So, this is what you guys were up to while 4chan was down?
3 posts omitted. Click reply to view.

 No.96

>>89
>>89
Ive been so bored I actually started reading again. Imagine.

 No.115

>>89
litizens need a place to go

 No.123

>>89
I conducted a series of discourses with my father. He's only going to be alive for 19 years, so I guess we better fit that theory in now.

 No.185

>>123
Have you thought about writing about your family? That's something I often come back to. The dramatization of what is subtly out of the ordinary that characterizes your relations to friends and family.
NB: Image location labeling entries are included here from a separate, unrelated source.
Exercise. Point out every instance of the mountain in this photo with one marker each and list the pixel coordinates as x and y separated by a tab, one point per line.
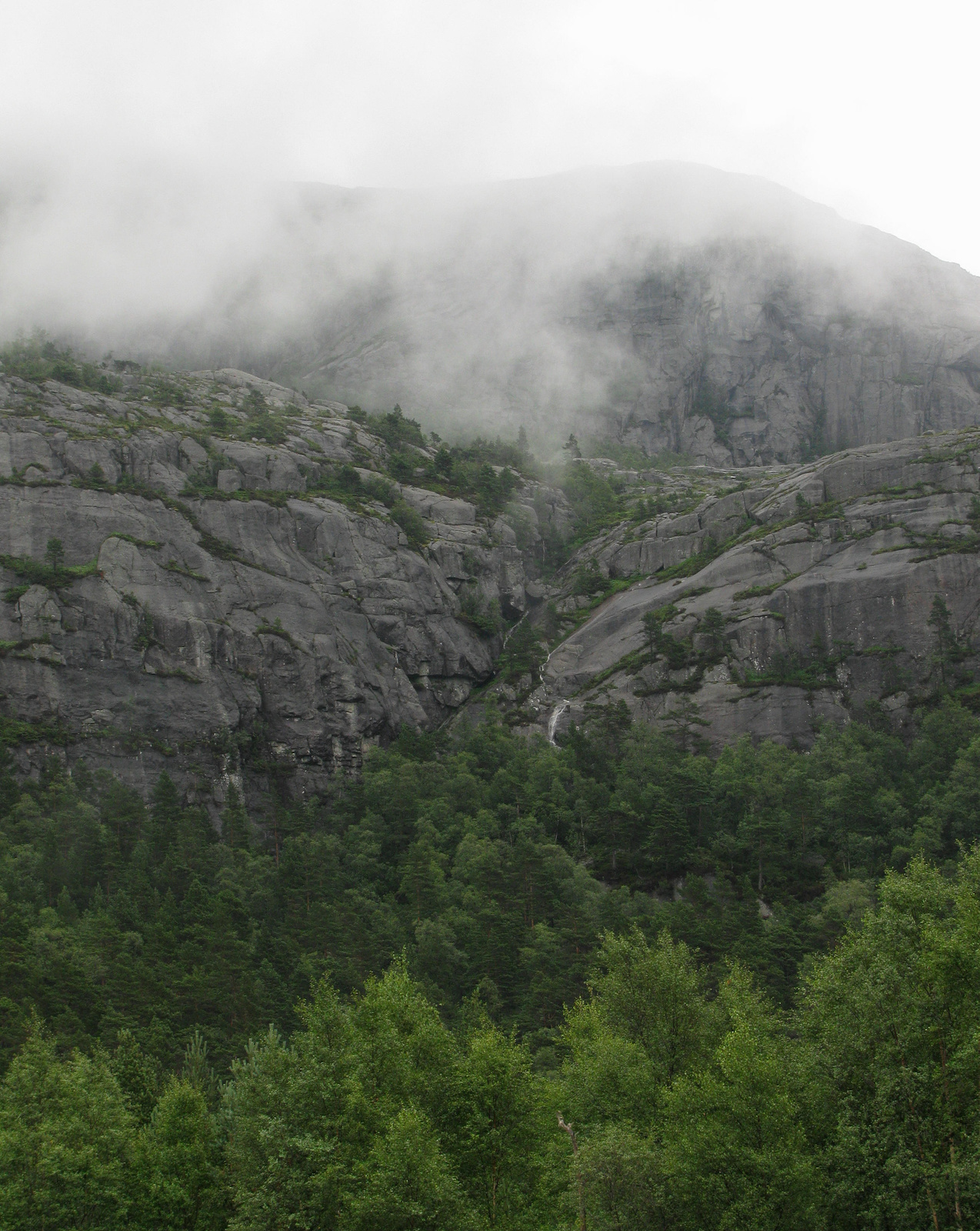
212	574
666	307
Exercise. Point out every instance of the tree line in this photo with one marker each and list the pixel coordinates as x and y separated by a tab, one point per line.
496	982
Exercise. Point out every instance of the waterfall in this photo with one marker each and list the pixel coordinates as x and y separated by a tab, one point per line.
553	720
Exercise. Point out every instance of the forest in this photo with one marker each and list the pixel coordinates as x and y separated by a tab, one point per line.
495	982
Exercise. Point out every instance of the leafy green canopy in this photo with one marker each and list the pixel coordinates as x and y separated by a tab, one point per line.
686	1106
37	360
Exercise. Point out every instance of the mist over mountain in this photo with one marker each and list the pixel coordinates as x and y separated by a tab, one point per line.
664	305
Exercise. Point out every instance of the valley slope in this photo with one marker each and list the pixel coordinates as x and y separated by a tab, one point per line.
182	594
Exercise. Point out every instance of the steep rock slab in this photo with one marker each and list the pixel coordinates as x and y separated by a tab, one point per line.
826	605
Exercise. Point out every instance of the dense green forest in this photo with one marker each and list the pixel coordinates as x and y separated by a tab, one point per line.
616	984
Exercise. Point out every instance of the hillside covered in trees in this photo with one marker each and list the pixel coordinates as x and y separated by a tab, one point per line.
498	982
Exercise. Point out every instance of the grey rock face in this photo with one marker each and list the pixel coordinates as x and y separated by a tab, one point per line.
271	637
826	600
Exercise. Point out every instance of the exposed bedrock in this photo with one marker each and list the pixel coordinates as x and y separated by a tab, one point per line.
826	601
227	639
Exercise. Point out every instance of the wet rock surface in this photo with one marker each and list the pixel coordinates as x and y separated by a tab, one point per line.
211	617
820	606
207	609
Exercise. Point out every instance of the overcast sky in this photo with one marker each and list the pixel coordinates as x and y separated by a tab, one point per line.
869	108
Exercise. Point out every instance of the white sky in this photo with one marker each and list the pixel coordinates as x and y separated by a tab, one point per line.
869	108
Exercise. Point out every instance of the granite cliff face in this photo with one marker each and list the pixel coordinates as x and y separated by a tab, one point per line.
252	631
816	601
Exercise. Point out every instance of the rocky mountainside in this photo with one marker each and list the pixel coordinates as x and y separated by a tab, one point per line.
846	588
211	574
205	609
665	307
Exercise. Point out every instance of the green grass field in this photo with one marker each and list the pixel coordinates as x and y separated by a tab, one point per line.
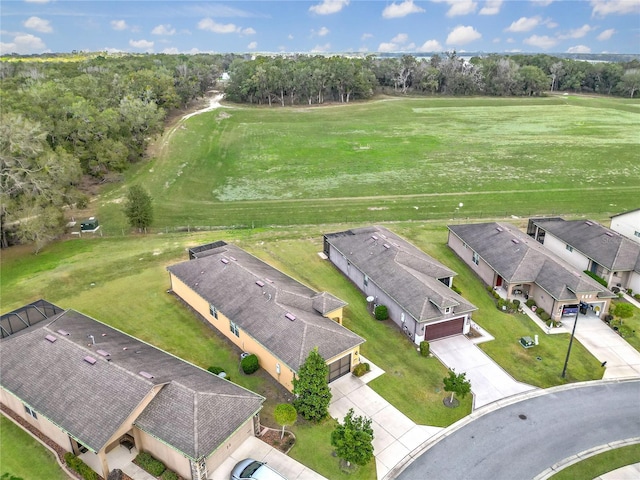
393	160
23	457
318	170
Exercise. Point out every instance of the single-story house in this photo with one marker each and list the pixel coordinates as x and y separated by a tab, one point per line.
265	312
506	258
627	224
415	288
91	389
589	246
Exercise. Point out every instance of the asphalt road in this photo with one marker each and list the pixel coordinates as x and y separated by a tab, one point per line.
521	440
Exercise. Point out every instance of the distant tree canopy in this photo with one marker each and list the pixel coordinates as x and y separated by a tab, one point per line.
303	79
65	116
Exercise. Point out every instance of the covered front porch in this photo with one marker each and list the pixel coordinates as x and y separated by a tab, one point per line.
119	457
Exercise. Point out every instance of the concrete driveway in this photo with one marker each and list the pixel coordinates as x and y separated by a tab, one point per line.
489	382
255	448
623	361
395	435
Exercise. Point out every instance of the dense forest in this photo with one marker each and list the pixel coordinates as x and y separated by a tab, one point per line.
68	121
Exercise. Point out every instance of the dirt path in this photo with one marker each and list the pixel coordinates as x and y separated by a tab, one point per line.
158	147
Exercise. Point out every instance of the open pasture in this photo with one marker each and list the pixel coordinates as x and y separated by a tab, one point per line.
395	159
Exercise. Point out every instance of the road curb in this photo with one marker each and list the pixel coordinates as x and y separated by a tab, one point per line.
406	461
567	462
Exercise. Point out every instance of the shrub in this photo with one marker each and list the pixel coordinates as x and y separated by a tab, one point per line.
150	464
76	464
250	364
169	475
361	369
381	312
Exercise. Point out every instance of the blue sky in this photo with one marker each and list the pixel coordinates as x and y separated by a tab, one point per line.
320	26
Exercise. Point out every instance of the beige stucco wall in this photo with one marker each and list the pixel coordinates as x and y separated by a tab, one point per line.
268	361
47	427
167	455
223	452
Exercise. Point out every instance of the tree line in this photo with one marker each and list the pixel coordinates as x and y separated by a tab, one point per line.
66	121
303	79
78	119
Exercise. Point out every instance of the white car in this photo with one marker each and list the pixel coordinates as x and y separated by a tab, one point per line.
254	470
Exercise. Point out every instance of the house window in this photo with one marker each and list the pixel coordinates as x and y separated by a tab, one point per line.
30	412
234	328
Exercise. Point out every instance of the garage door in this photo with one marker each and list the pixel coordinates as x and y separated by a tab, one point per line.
444	329
339	368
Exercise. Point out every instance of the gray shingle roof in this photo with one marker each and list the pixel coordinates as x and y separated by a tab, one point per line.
518	258
403	271
603	245
259	310
194	412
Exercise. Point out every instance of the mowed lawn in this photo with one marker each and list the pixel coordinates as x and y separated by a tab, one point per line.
392	159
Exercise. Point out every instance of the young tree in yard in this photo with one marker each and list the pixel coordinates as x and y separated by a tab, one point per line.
311	388
623	310
353	439
456	383
285	414
138	208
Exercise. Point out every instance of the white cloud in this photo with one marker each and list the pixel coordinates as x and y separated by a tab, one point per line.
543	42
430	46
576	32
399	10
401	38
119	25
460	7
462	35
23	44
579	49
321	48
524	24
327	7
163	30
38	24
606	34
212	26
491	7
143	44
602	8
387	47
542	3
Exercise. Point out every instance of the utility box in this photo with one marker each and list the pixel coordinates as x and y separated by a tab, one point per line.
90	225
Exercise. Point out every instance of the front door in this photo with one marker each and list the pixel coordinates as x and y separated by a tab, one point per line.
339	368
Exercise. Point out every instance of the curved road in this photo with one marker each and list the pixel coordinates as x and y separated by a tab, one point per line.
523	439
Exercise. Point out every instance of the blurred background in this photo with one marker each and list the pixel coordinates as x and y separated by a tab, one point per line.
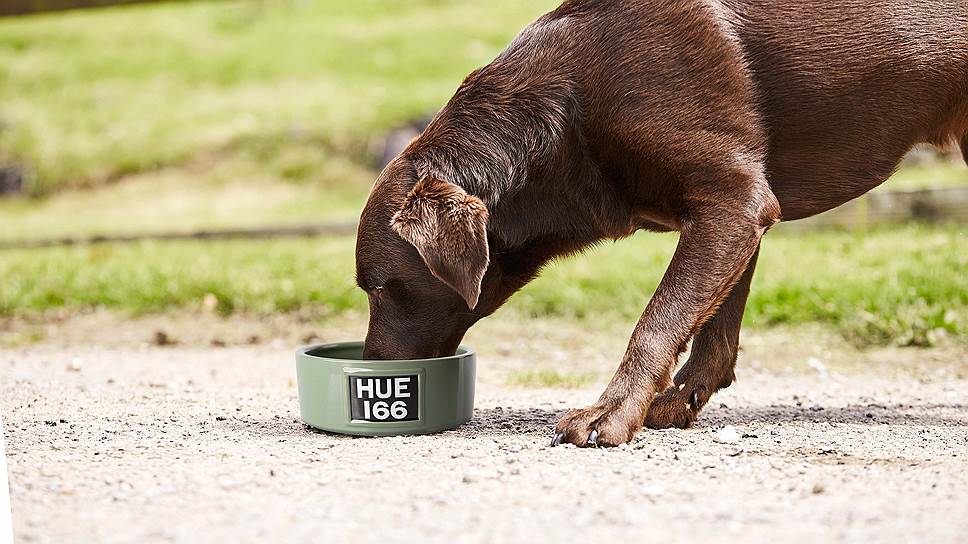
210	158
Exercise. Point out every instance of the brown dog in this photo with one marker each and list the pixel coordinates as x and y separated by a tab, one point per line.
714	118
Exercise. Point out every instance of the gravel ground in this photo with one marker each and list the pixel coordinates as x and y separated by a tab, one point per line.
140	443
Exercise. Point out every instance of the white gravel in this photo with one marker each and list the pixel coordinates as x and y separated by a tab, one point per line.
189	444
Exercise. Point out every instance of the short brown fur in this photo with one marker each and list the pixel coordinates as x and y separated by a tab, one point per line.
714	118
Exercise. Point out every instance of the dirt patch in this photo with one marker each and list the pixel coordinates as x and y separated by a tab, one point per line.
126	441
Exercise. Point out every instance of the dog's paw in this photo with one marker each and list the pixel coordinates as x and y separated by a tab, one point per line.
674	408
605	423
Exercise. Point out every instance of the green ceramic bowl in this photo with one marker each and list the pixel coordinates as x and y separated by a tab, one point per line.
341	392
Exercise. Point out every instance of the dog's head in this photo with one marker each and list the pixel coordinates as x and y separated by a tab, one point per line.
421	256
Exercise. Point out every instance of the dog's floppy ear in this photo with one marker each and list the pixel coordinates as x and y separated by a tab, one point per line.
449	229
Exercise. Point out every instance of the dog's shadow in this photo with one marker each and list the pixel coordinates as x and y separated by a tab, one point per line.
500	421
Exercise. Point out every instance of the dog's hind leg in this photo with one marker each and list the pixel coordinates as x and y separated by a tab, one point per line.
719	236
710	365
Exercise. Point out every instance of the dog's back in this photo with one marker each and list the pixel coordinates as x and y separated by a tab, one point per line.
841	89
848	87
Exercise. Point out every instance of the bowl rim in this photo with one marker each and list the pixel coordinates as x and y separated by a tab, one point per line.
305	351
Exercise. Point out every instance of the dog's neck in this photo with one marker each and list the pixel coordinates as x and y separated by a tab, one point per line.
496	134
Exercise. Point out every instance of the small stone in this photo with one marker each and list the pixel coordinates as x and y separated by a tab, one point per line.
727	435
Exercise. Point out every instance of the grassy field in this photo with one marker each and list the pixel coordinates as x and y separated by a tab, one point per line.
88	97
243	114
900	285
234	114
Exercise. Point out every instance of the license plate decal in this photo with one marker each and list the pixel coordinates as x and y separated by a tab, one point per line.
384	398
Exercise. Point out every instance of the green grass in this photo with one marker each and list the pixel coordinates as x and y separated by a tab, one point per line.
902	285
91	96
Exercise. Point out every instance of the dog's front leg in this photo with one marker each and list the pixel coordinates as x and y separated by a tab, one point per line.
715	246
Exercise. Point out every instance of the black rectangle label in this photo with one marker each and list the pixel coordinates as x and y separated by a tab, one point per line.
384	398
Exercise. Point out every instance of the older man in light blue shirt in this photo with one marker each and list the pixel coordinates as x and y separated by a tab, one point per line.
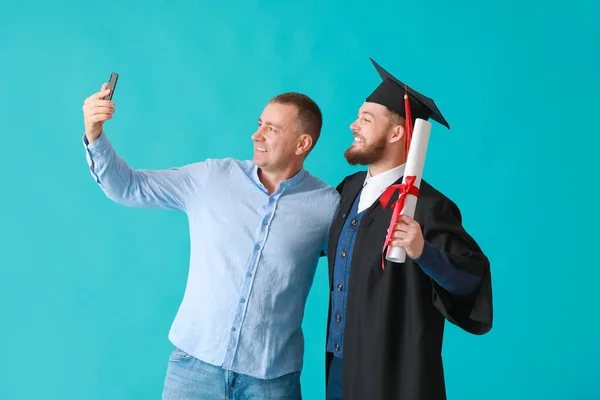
257	230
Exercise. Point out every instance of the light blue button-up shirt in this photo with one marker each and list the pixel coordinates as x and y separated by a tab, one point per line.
253	255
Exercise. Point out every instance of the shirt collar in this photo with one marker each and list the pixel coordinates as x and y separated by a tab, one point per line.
384	179
288	183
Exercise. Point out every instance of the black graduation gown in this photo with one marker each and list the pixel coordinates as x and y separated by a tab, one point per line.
395	317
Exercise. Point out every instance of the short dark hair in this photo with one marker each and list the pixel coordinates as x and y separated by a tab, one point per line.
310	119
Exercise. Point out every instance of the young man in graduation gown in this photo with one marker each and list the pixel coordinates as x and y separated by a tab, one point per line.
386	320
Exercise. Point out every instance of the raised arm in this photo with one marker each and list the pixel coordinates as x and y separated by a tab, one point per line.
165	189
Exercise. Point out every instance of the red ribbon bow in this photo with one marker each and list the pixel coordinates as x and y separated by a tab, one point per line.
405	188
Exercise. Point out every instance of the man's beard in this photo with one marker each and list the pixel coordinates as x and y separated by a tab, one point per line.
368	155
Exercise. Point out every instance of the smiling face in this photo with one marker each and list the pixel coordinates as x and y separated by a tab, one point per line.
276	141
376	132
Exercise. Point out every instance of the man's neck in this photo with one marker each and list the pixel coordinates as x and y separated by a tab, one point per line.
378	168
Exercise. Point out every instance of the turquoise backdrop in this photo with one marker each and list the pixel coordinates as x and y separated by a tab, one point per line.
88	288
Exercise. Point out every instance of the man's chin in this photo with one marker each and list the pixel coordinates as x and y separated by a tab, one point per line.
354	157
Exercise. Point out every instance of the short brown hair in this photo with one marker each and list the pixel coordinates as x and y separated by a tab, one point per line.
395	118
310	119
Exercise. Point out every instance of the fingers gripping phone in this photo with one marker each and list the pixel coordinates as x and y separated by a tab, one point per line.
112	83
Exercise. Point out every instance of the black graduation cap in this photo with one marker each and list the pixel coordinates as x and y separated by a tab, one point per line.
391	91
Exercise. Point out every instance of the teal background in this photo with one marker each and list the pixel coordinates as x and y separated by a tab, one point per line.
88	288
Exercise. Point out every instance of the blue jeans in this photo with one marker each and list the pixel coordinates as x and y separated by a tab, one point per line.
334	383
190	379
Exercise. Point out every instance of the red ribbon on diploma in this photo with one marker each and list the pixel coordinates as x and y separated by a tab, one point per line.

Trying to dramatize and literally process what has actual value to me: attachment and care. How do you phrase that, how do you structure a story who's chief subject is the perception of the ordinary and what is subtly out-of-the-ordinary but not quite extraordinary.

 No.199

>>185
Look thanks for the compliment, you probably know me from an irc Board. (yes a board).

You're gesturing at Drama. What kind of story do you have to write? Problem play? Brechtian anti-catharsis tragedy of the value-form's self abnegation? Comedy? Guignol?

My relationship with my father is regulatable, so doesn't "exceed" the social norm requiring a play to teach us how to regulate such a Passion of Affect into regularity and sociability. Plus if I knew how to regulate disaffected proletarian academics *I WOULD DISREGULATE*: aRISE you workers from your SLUMbers….

So whaddcha wanna do: rewrite me Merchant of Venice with Shylock as a Tragic Hero forcibly elevated low to high by renouncing Judaism for the love of christ. YOU MAY NOT REWRITE ANY PRIOR ACTS. YOU MUST PRODUCE ACT5:2 5:3 5:4 and 5:5. By 5:5 Shylock must have voluntarily reconverted to Christianity due to a flaw inherent in him and be raised despite his will to an end that was fated. YOU MAY NOT MAKE SHAKESPEARE'S VOICE CALVINIST.
If you can complete that then we can talk about making a non-Lyric moment between my father and I.